それも数ヶ月で落ち着いた上、魔導具や錬金技術の向上に繋がった。

「元の世界の技術本、こっちでも魔導具のヒントにならない?」

エミリアのその言葉から、シーズルが進めていた図書館で持ち出し禁止本として取り扱われるようになった。管理は妖精たち。館長は、エリーの知り合いだという木の精霊ドリュアスだ。聖域にぎ木された『母なる木』ごと移ってきたらしい。
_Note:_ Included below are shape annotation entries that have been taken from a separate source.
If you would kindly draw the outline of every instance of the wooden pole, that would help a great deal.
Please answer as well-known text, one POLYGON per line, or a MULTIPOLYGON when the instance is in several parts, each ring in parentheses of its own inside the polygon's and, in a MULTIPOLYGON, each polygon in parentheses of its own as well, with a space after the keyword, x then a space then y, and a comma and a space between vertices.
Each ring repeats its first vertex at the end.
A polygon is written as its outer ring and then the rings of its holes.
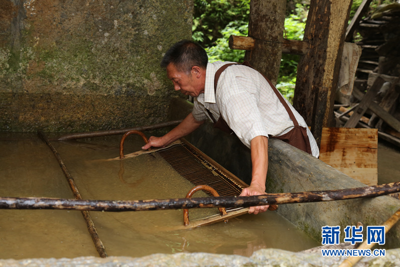
MULTIPOLYGON (((65 175, 66 178, 68 182, 68 184, 70 185, 71 190, 72 190, 75 198, 78 200, 82 200, 82 197, 80 195, 80 193, 79 192, 79 190, 76 187, 76 185, 75 184, 75 181, 74 180, 74 178, 72 178, 72 177, 70 174, 70 172, 68 171, 68 170, 66 169, 66 167, 64 164, 64 162, 62 161, 62 160, 61 159, 61 157, 60 157, 60 154, 56 150, 56 148, 54 148, 54 146, 48 141, 48 139, 47 138, 47 137, 46 137, 44 133, 41 131, 39 131, 38 134, 39 136, 40 136, 43 141, 44 141, 44 142, 47 144, 48 146, 50 149, 52 149, 54 155, 56 156, 56 158, 58 162, 58 164, 60 164, 60 167, 61 167, 61 168, 62 170, 62 172, 65 175)), ((100 239, 100 237, 98 236, 98 234, 97 233, 97 230, 96 230, 96 228, 94 227, 94 224, 93 223, 93 220, 92 219, 92 217, 89 214, 89 212, 87 210, 82 210, 82 215, 84 216, 84 221, 86 222, 86 225, 88 226, 88 230, 89 231, 89 233, 90 234, 92 239, 94 243, 94 246, 96 247, 96 249, 97 250, 98 252, 98 254, 102 257, 107 257, 107 252, 106 251, 106 248, 104 247, 102 242, 102 240, 100 239)))
POLYGON ((64 141, 67 140, 77 139, 78 138, 97 137, 98 136, 106 136, 108 135, 116 135, 118 134, 124 134, 126 132, 134 130, 140 131, 150 131, 152 130, 156 130, 157 129, 160 129, 162 128, 168 127, 169 126, 174 126, 180 123, 180 122, 182 121, 182 120, 178 120, 176 121, 171 121, 166 122, 158 123, 157 124, 152 124, 152 125, 138 126, 133 128, 109 130, 106 131, 96 131, 95 132, 87 132, 84 133, 76 133, 60 136, 55 140, 58 141, 64 141))
MULTIPOLYGON (((352 2, 351 0, 310 2, 304 34, 304 40, 310 43, 310 48, 298 62, 293 107, 312 128, 315 128, 312 125, 313 121, 318 123, 322 122, 318 129, 334 125, 335 92, 352 2), (320 93, 326 95, 326 97, 320 100, 316 105, 319 110, 314 112, 314 99, 320 93), (313 118, 314 116, 318 118, 313 118)), ((320 136, 314 137, 318 139, 320 136)))
MULTIPOLYGON (((282 39, 280 44, 282 46, 282 54, 293 54, 295 55, 306 55, 310 50, 310 44, 304 41, 290 40, 282 39)), ((262 42, 268 42, 266 40, 259 40, 262 42)), ((238 36, 231 35, 228 41, 230 49, 251 51, 256 45, 256 39, 248 36, 238 36)))
POLYGON ((376 197, 398 192, 400 192, 400 182, 356 188, 279 193, 252 196, 218 196, 130 201, 0 197, 0 209, 138 211, 194 208, 238 208, 272 204, 343 200, 376 197))

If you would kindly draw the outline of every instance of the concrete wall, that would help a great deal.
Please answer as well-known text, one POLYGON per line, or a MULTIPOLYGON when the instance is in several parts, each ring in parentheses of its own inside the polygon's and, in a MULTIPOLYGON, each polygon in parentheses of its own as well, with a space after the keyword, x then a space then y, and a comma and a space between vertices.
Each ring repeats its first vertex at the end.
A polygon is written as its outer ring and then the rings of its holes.
POLYGON ((0 0, 0 131, 72 132, 166 120, 160 67, 190 39, 192 0, 0 0))

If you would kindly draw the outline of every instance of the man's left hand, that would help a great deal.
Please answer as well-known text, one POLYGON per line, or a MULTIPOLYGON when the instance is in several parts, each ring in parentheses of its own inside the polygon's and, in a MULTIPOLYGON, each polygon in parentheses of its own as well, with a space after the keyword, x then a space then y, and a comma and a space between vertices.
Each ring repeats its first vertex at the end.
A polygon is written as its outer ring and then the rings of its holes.
MULTIPOLYGON (((257 184, 250 184, 250 186, 243 189, 243 191, 242 191, 242 193, 239 195, 239 196, 250 196, 265 194, 266 192, 261 186, 257 184)), ((264 211, 266 211, 269 206, 269 205, 266 205, 265 206, 250 207, 250 209, 248 210, 248 213, 256 214, 260 212, 264 212, 264 211)))

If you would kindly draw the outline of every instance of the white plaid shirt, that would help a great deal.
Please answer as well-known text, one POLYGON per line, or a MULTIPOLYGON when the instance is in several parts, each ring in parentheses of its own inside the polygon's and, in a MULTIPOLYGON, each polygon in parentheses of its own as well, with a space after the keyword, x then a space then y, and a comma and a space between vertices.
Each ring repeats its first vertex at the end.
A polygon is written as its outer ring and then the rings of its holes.
MULTIPOLYGON (((288 112, 268 82, 251 68, 237 65, 230 66, 221 74, 214 94, 216 72, 230 63, 217 61, 207 65, 204 92, 194 98, 192 112, 194 118, 198 121, 211 119, 206 108, 211 112, 216 121, 222 115, 248 148, 250 141, 256 136, 279 136, 290 131, 294 125, 288 112)), ((299 125, 307 129, 312 155, 318 157, 318 146, 306 122, 285 100, 299 125)))

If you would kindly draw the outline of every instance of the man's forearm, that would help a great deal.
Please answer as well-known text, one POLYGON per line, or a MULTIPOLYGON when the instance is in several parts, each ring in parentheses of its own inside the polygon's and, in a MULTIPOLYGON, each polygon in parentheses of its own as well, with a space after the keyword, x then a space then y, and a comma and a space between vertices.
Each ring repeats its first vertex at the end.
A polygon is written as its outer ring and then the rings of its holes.
POLYGON ((250 185, 258 185, 265 191, 268 170, 268 138, 258 136, 250 143, 252 171, 250 185))

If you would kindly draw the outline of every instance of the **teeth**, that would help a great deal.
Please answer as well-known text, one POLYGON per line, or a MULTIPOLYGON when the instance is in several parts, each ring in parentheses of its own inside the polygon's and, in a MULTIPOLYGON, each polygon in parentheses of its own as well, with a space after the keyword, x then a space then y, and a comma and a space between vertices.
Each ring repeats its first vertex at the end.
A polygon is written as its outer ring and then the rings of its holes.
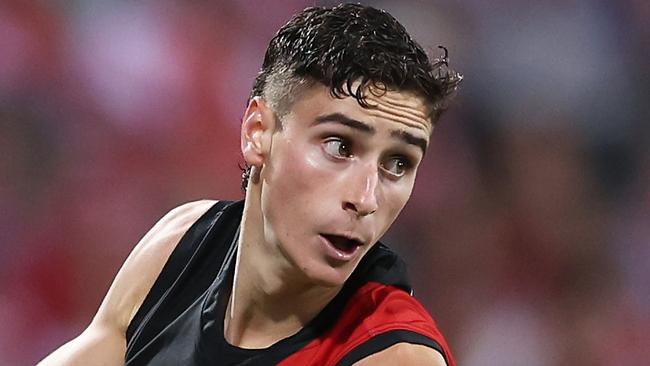
POLYGON ((349 251, 359 246, 360 243, 354 239, 348 239, 344 236, 338 235, 323 235, 327 240, 329 240, 335 247, 341 250, 349 251))

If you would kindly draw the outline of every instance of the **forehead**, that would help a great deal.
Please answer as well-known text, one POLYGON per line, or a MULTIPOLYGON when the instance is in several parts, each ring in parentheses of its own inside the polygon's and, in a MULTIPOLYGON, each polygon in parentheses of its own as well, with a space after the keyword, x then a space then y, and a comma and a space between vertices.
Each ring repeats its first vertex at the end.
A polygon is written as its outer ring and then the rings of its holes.
POLYGON ((297 120, 342 113, 365 123, 408 130, 427 139, 433 130, 422 98, 411 92, 367 88, 364 96, 369 107, 361 106, 353 97, 333 97, 329 88, 320 84, 303 90, 302 94, 289 111, 297 120))

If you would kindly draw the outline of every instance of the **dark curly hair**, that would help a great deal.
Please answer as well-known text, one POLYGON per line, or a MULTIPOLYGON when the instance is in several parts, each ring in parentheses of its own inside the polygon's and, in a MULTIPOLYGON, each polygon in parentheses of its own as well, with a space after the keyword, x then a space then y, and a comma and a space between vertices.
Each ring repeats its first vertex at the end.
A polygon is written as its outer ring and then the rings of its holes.
MULTIPOLYGON (((444 47, 441 47, 444 49, 444 47)), ((296 14, 269 43, 250 98, 261 96, 282 117, 303 88, 321 83, 332 96, 412 92, 436 123, 462 75, 448 67, 447 50, 433 61, 392 15, 359 4, 312 7, 296 14)), ((281 128, 281 126, 279 126, 281 128)), ((250 169, 244 167, 242 187, 250 169)))

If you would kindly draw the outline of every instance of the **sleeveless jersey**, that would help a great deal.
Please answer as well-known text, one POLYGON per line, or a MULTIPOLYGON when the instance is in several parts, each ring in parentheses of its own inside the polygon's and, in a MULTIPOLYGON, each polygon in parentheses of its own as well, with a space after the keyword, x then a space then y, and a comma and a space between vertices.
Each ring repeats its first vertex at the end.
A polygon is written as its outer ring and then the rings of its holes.
POLYGON ((401 342, 432 347, 455 366, 435 322, 410 295, 404 262, 381 243, 298 333, 264 349, 230 345, 223 320, 243 206, 216 203, 179 241, 129 324, 127 366, 342 366, 401 342))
「見た目は年寄りだけど、若い姿にもなれる。精霊に年齢はないのだからな」
「フォフォフォ。年寄りをバカにする者、エミリアのように優しくなる者。人の本質を知るのにこの姿はよう役にたつもんじゃ」
「若い姿で男を揶揄うこともある」
「見た目で寄ってくる者の精気を頂くだけさね」

そう言って若返った姿は絶世の美女。その場にいたシーズルたちが顔を赤くしたものの、ダイバは表情を変えることはなかった。

「おや、珍しい」
「ダイバはアゴール一筋だもんね」
「……エミリア。あれが『男ウケする姿』なのか?」
「そうなんじゃない?」

ダイバの質問に興味なさそうなエミリアは頭の後ろで両腕を組んで会議室内を見回す。その視線の先には鼻の下を伸ばした男たちの姿がある。その後ろには妖精たちの姿もあり……

《 ワタシというものがありながらぁぁぁぁ! 》
「お前は妻じゃねぇぇぇぇ!」
《 不届きものぉぉぉ! 》
「ぶふぇぇ!」
《 てんちゅぅぅぅー! 》
「ぎゃぁぁぁ!」
《 実家にいただきます 》
「ちょっと待てぇぇぇぇ……」

妖精たちの攻撃を後頭部に受けて言われたセリフにあちこちでツッコミや悲鳴が上がる。数人が姿を消したということは、ということだ。同じ大陸ならまだマシだけど…………数ヶ月、姿を見かけなかった職員もいた。

「ウフフ♪」
「リリン……張り合うな」

ダイバの忠告もむなしく。後頭部で疼く痛みから逃れようとした職員たちは、リリンの微笑みひとつで数名が実家へ強制送還された。

「ひい、ふう、みい。……引き分けだったね」

消えた職員の数を数えていたエミリアの言葉に、無意識に張りあっていた美女2人が微笑み合う。

「あ、また消えた」
「……今日はここまでにするか」

ダイバのため息混じりのセリフに反対する声は上がらなかった。